# Clustering

Imports:

In [1]:
import os
import pandas as pd

import numpy as np
from sklearn import svm
import pandas as pd
from sklearn.impute import SimpleImputer
from sklearn.cluster import DBSCAN
from sklearn.preprocessing import StandardScaler

from sklearn.ensemble import IsolationForest

from sklearn.decomposition import PCA
from sklearn.decomposition import FastICA
from sklearn.decomposition import TruncatedSVD
from sklearn.neighbors import LocalOutlierFactor
from sklearn.manifold import TSNE
import pickle

Directories:

In [11]:
def get_parent_dir(directory):
    import os
    return os.path.dirname(directory)

current_dirs_parent = get_parent_dir(os.getcwd())
dataraw_dir=current_dirs_parent+"/01.Data/Raw/"
preproc_dir=current_dirs_parent+"/01.Data/Preprocessing/"
models_b_dir=current_dirs_parent+"/03.Models/Set B/"

Load preprocessed data:

In [3]:
train_master_pd=pd.read_csv(preproc_dir+"train_b_preproc1.csv")
test_master_pd=pd.read_csv(preproc_dir+"test_b_preproc1.csv")

In [4]:
train_master_y0=train_master_pd[train_master_pd["y_lead2"]==0]

In [5]:
cols=train_master_pd.columns
selcols=[a for a in cols if a.startswith("x")]

In [6]:
X_train=train_master_pd[train_master_pd.columns.intersection(selcols)].copy()
X_train.fillna(0, inplace=True) 
X_train.replace(to_replace=np.inf, value=0, inplace=True)

In [7]:
X_train_y0=train_master_y0[train_master_y0.columns.intersection(selcols)].copy()
X_train_y0.fillna(0, inplace=True) 
X_train_y0.replace(to_replace=np.inf, value=0, inplace=True)

In [8]:
X_test=test_master_pd[test_master_pd.columns.intersection(selcols)].copy()
X_test.fillna(0, inplace=True) 
X_test.replace(to_replace=np.inf, value=0, inplace=True)

Scaling data

In [9]:
scaler= StandardScaler().fit(X_train)
X_train_sc=scaler.transform(X_train)
X_test_sc=scaler.transform(X_test)
X_train_y0_sc=scaler.transform(X_train_y0)

In [29]:
pickle.dump(scaler, open(models_b_dir+"clust_scaler.pickle.dat", "wb"))

SVDD

In [27]:
clf= svm.OneClassSVM(nu=0.1, kernel="rbf", gamma=0.1,random_state=42)
clf.fit(X_train_sc)

y_pred_train = clf.predict(X_train_sc)
y_pred_test = clf.predict(X_test_sc)

svdd_test=pd.DataFrame(y_pred_test)
svdd_train=pd.DataFrame(y_pred_train)



In [28]:
pickle.dump(clf, open(models_b_dir+"clust_svdd.pickle.dat", "wb"))

DBSCAN

In [13]:
db = DBSCAN(eps=0.5, min_samples=10,metric="l2")

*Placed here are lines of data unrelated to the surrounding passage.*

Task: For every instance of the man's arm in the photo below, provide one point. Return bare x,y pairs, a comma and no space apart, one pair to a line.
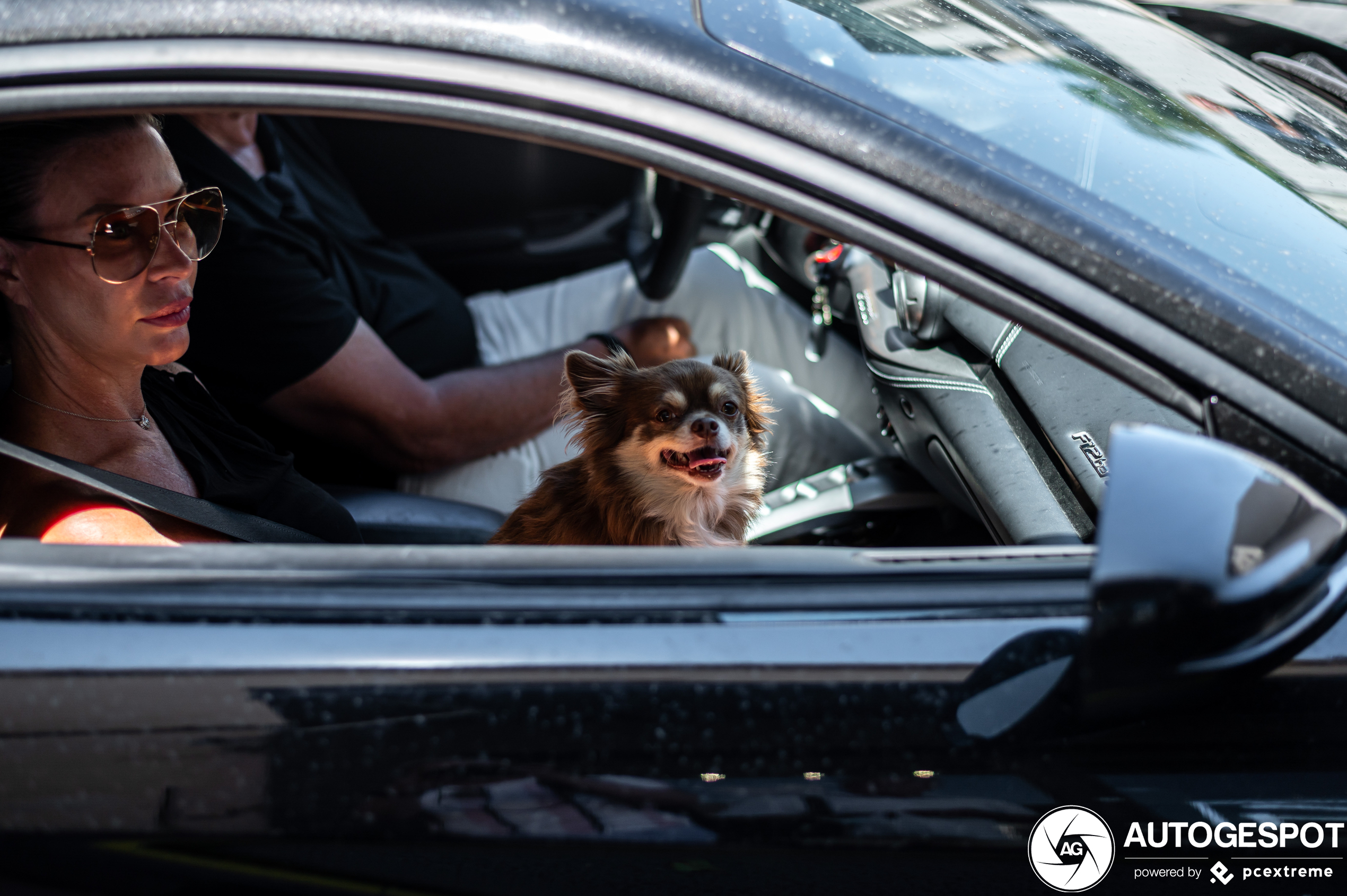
367,398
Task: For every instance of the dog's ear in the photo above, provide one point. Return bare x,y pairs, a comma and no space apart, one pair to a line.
756,414
592,383
736,364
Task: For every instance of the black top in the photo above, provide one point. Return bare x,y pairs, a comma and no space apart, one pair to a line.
235,467
298,263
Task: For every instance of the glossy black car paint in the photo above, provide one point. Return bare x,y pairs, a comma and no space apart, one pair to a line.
180,772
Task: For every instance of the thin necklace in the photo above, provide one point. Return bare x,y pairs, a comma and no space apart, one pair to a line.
143,422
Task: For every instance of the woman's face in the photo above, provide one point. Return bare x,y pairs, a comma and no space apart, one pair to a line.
60,305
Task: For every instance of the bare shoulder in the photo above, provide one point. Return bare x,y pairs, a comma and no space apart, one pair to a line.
46,507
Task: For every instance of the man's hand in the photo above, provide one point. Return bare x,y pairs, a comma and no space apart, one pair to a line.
367,398
652,341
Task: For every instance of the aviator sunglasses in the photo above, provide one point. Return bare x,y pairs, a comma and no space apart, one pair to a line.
124,242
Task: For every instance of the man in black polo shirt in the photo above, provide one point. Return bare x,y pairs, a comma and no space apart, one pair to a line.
343,344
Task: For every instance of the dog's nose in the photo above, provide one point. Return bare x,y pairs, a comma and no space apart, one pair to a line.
705,427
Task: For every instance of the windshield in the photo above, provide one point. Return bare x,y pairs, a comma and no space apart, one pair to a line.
1196,155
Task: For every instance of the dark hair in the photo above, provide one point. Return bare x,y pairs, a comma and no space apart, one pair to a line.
28,148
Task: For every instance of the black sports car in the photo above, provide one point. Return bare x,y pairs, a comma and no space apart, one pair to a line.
1078,631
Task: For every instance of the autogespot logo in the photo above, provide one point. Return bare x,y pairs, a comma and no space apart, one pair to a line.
1071,849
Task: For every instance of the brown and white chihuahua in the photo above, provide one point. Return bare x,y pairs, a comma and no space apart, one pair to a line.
671,456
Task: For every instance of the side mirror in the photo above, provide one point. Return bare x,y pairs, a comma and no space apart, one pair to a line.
1211,561
1213,565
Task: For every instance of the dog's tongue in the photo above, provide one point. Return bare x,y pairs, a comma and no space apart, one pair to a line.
707,456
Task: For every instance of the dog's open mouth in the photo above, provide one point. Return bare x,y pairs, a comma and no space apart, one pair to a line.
706,461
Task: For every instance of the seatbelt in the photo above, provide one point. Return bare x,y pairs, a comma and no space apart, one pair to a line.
246,527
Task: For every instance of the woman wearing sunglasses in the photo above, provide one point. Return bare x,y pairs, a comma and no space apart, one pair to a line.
99,250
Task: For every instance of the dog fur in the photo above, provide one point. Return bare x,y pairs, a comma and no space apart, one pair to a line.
663,462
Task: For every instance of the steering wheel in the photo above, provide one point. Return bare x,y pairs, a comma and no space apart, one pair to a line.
662,231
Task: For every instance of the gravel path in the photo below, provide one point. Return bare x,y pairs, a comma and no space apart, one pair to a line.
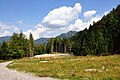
6,74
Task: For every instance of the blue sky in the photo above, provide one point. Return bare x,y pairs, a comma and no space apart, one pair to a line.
29,15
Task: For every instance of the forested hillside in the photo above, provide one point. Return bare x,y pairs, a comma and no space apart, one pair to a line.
18,46
101,37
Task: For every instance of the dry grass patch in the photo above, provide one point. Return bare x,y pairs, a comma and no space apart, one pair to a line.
71,67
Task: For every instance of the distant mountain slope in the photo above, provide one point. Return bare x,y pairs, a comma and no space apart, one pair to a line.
101,37
67,35
63,35
41,40
5,38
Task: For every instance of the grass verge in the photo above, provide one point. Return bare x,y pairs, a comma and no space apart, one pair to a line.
71,67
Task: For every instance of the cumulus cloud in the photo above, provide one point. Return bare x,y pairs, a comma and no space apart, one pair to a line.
62,16
7,29
88,14
59,20
20,22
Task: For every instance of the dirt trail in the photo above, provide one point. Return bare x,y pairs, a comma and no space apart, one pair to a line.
7,74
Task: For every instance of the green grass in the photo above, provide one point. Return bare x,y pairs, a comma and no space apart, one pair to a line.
3,61
72,68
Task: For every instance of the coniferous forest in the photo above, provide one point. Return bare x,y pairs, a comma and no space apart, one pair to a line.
101,38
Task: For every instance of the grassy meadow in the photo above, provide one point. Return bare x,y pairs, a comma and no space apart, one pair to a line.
72,67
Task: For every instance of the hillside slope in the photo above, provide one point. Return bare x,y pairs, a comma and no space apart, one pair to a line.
101,37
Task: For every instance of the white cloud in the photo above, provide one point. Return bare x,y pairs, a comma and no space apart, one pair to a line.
39,29
88,14
20,22
7,29
61,17
59,20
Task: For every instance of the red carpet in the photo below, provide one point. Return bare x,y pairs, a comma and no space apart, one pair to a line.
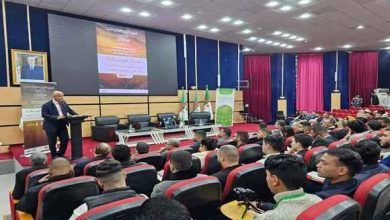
89,144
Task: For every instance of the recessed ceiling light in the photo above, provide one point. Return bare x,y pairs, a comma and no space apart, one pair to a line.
305,15
226,19
186,16
144,14
167,3
272,4
202,27
126,10
286,8
276,33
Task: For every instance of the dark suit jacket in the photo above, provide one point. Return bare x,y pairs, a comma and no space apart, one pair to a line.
20,180
50,114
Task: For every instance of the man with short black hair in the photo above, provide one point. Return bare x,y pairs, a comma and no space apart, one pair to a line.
339,166
180,165
38,161
113,181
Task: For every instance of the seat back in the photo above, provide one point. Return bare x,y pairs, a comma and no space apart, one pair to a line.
338,207
141,178
250,153
251,176
154,159
57,200
373,195
33,178
90,168
211,164
313,156
201,195
122,209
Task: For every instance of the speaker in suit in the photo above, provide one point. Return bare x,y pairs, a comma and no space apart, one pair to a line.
54,112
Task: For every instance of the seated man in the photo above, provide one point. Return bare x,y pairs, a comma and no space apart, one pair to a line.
180,165
273,145
370,154
207,145
121,153
38,161
60,169
228,158
101,152
286,175
113,181
142,148
339,166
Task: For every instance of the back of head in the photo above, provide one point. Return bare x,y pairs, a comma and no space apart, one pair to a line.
121,153
290,169
38,158
103,149
142,148
369,151
162,208
181,160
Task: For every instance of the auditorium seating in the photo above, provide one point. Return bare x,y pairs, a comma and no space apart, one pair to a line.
251,176
201,195
141,178
373,195
338,207
250,153
123,210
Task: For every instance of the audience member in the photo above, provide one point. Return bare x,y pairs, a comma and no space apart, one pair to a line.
370,153
180,165
113,181
38,161
60,169
339,166
228,158
162,208
207,145
101,152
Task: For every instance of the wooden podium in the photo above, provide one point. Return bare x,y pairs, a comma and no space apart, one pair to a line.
76,134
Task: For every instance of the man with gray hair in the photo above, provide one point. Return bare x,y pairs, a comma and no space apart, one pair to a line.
180,165
38,161
228,158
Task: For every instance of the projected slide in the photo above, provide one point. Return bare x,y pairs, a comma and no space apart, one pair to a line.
122,60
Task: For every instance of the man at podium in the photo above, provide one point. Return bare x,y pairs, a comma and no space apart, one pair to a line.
54,113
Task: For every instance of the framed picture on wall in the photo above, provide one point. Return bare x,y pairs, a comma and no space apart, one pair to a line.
29,66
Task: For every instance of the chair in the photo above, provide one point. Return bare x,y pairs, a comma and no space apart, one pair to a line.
373,195
122,209
211,164
154,159
251,176
201,195
313,156
338,207
141,178
250,153
90,168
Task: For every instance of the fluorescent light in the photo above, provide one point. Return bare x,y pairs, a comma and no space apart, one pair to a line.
286,8
144,14
272,4
126,10
186,16
276,33
226,19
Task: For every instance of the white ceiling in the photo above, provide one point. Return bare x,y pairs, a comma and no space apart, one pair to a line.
332,26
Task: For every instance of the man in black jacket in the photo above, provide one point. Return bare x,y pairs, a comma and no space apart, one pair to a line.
54,113
38,161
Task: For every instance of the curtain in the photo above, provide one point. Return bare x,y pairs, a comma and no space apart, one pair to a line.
257,70
363,75
310,92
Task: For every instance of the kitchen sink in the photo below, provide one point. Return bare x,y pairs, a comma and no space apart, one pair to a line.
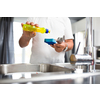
34,68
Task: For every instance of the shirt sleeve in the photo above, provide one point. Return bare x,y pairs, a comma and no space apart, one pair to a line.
68,28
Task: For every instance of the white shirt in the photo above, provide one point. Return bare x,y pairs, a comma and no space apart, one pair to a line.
41,51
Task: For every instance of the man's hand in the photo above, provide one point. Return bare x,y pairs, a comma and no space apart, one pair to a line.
28,34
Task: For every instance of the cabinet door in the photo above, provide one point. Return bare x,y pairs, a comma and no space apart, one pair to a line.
96,28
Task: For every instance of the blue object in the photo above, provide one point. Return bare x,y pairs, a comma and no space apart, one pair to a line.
47,31
50,41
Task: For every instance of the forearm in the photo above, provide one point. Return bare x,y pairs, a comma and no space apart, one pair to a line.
70,44
24,41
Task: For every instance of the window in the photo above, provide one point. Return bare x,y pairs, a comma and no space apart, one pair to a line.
79,37
22,55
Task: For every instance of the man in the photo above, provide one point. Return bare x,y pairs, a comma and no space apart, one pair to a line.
41,51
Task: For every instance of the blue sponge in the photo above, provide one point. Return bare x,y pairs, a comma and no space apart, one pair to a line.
50,41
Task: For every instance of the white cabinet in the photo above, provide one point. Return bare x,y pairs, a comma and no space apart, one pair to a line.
96,27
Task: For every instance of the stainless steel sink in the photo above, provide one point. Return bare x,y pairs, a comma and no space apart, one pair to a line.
41,68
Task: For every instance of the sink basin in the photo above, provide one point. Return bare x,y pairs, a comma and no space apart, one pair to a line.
38,68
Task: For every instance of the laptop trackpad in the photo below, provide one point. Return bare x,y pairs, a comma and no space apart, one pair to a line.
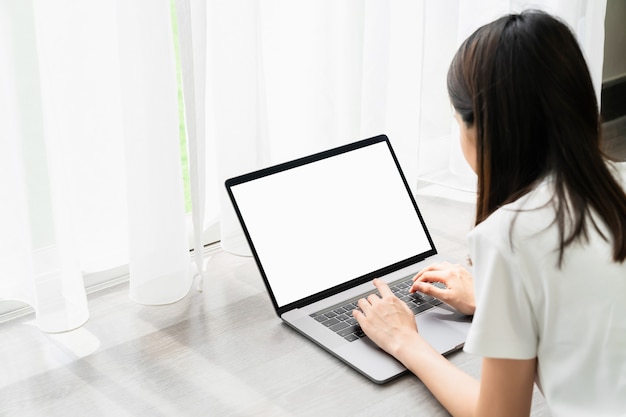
444,328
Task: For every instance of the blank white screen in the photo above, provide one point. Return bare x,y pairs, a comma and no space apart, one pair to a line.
325,223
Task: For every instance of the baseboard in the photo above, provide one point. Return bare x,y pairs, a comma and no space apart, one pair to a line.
613,99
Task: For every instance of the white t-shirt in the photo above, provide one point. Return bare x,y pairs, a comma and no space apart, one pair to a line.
572,319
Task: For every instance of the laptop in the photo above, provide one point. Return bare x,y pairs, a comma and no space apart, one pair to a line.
321,228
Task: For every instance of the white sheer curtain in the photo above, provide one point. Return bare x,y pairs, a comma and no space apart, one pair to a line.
90,158
93,175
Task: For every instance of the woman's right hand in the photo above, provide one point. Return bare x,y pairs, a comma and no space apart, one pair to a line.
459,291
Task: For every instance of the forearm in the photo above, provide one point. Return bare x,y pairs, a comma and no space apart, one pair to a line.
454,389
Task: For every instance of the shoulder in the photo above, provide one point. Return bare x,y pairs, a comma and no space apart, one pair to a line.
525,217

y_pred_train=db.fit_predict(X_train_sc)
dbscan_train=pd.DataFrame(y_pred_train)

y_pred_test=db.fit_predict(X_test_sc)
dbscan_test=pd.DataFrame(y_pred_test)

In [14]:
pickle.dump(db, open(models_b_dir+"clust_db.pickle.dat", "wb"))

Isolation Forest

In [15]:
rng = np.random.RandomState(42)
isoforest = IsolationForest(behaviour='new', max_samples="auto",
                      random_state=rng, contamination='auto')

isoforest.fit(X_train_y0_sc)
y_pred_train = isoforest.predict(X_train_sc)
y_pred_test = isoforest.predict(X_test_sc)

isoforest_train=pd.DataFrame(y_pred_train)
isoforest_test=pd.DataFrame(y_pred_test)

In [16]:
pickle.dump(isoforest, open(models_b_dir+"clust_isoforest.pickle.dat", "wb"))

PCA

In [17]:
pca = PCA(n_components=5, svd_solver='full',random_state=42)

pca.fit(X_train_sc) 
print(pca.explained_variance_ratio_) 

train_pca=pca.transform(X_train_sc)
test_pca=pca.transform(X_test_sc)

train_pca_df=pd.DataFrame(train_pca)
test_pca_df=pd.DataFrame(test_pca)

[0.05953301 0.04691735 0.03207016 0.02935977 0.02123745]


In [18]:
pickle.dump(pca, open(models_b_dir+"clust_pca.pickle.dat", "wb"))

ICA

In [19]:
fica = FastICA(n_components=5,random_state=42)
fica.fit(X_train_sc)
train_fica=fica.transform(X_train_sc)
test_fica=fica.transform(X_test_sc)

train_fica_df=pd.DataFrame(train_fica)
test_fica_df=pd.DataFrame(test_fica)

In [20]:
pickle.dump(fica, open(models_b_dir+"clust_fica.pickle.dat", "wb"))

SVD

In [21]:
svd = TruncatedSVD(n_components=5, n_iter=7, random_state=42)
svd.fit(X_train_sc)  
train_svd=svd.transform(X_train_sc)
test_svd=svd.transform(X_test_sc)

train_svd_df=pd.DataFrame(train_svd)
test_svd_df=pd.DataFrame(test_svd)

In [22]:
pickle.dump(svd, open(models_b_dir+"clust_svd.pickle.dat", "wb"))

LOF

In [23]:
lof = LocalOutlierFactor(novelty=True)

lof.fit(X_train_y0_sc)

train_lof=lof.predict(X_train_sc)
test_lof=lof.predict(X_test_sc)

train_lof_df=pd.DataFrame(train_lof)
test_lof_df=pd.DataFrame(test_lof)



In [24]:
pickle.dump(lof, open(models_b_dir+"clust_lof.pickle.dat", "wb"))

TSNE

In [25]:
tsnes = TSNE(n_components=3,random_state=42)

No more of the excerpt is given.